In 1989, Donald Fleming noticed that a reaction between bromine and muonium slowed down as temperature increased. This phenomenon was known as a "vibrational bond" and would capture the attention of Donald Fleming again in 2014. In 1989 the technology did not exist to collect sufficient data on the reaction, and Donald Fleming and his team moved away from the research.

==Discovery==

Donald Fleming and his team recently began their investigation of vibrational bonds, and as they had expected from the results of their experiments in 1989, the BrLBr reaction slowed at high temperatures, now using modern instrumental analysis from photo detachment electron spectroscopy, the vibrational bond was detected but lasted only a few milliseconds. The vibrational bond acted differently than van der Waals forces reactions because the energy was balanced differently.

==Bond==
In chemistry it is known that increased temperature increases the rate or reaction of an experiment, however vibrational bonds are not formed like covalent bonds where electrons are shared between the two bonding atoms. Vibrational bonds are created at high energy where the muonium bounces to and from bromine atoms "like a ping pong ball bouncing between two bowling balls," according to Donald Fleming. This bouncing action lowers the potential energy of the BrMuBr molecule, and therefore slows the rate of the reaction.

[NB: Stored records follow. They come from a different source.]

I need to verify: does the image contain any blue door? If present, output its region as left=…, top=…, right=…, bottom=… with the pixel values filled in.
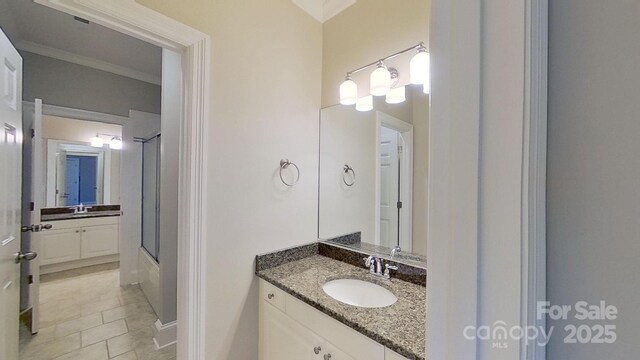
left=66, top=155, right=98, bottom=206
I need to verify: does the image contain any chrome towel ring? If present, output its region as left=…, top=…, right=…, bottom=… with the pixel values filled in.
left=342, top=164, right=356, bottom=186
left=279, top=159, right=300, bottom=186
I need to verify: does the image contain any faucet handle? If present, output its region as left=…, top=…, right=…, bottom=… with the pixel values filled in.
left=384, top=263, right=398, bottom=280
left=363, top=255, right=380, bottom=274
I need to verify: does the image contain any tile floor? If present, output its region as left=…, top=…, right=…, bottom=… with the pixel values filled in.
left=20, top=264, right=176, bottom=360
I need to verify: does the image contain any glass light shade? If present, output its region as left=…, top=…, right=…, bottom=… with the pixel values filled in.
left=340, top=77, right=358, bottom=105
left=409, top=51, right=429, bottom=84
left=91, top=135, right=104, bottom=147
left=356, top=95, right=373, bottom=111
left=109, top=136, right=122, bottom=150
left=385, top=86, right=407, bottom=104
left=370, top=65, right=391, bottom=96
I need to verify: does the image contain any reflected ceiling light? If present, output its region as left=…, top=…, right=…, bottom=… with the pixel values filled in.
left=409, top=45, right=429, bottom=85
left=370, top=60, right=391, bottom=96
left=109, top=136, right=122, bottom=150
left=91, top=134, right=104, bottom=147
left=385, top=86, right=407, bottom=104
left=340, top=74, right=358, bottom=105
left=356, top=95, right=373, bottom=111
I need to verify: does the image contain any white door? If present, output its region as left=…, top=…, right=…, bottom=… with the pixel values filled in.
left=379, top=126, right=400, bottom=248
left=56, top=150, right=69, bottom=206
left=261, top=301, right=324, bottom=360
left=0, top=31, right=23, bottom=360
left=20, top=99, right=46, bottom=334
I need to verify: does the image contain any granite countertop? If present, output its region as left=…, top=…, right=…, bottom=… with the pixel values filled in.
left=257, top=255, right=426, bottom=360
left=40, top=210, right=121, bottom=221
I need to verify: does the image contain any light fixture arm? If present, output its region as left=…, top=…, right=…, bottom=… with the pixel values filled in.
left=347, top=42, right=426, bottom=77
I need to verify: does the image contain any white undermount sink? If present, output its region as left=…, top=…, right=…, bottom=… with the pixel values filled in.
left=322, top=279, right=398, bottom=308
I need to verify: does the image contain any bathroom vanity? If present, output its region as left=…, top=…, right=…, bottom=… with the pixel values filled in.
left=39, top=205, right=120, bottom=274
left=256, top=242, right=426, bottom=360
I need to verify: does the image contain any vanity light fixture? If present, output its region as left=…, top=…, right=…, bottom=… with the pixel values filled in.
left=109, top=136, right=122, bottom=150
left=340, top=42, right=430, bottom=105
left=91, top=134, right=104, bottom=147
left=356, top=95, right=373, bottom=111
left=340, top=74, right=358, bottom=105
left=409, top=44, right=429, bottom=85
left=370, top=60, right=391, bottom=96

This type of bond has been confirmed in the BrMuBr molecules but in the heavier isotopes of hydrogen (protium, deuterium, and tritium), the vibrational bonding can only occur as the van der Waals forces are overcome and the vibrational bond is formed.

==Relevance==
This discovery changes the understanding of chemical bonds, with van der Waals interactions, and recently discovered vibrational bonding will show that there are different mechanisms and energies for different bonds, and the experimental discovery of the vibrational bonding has the potential to encourage more research in isotopic interactions.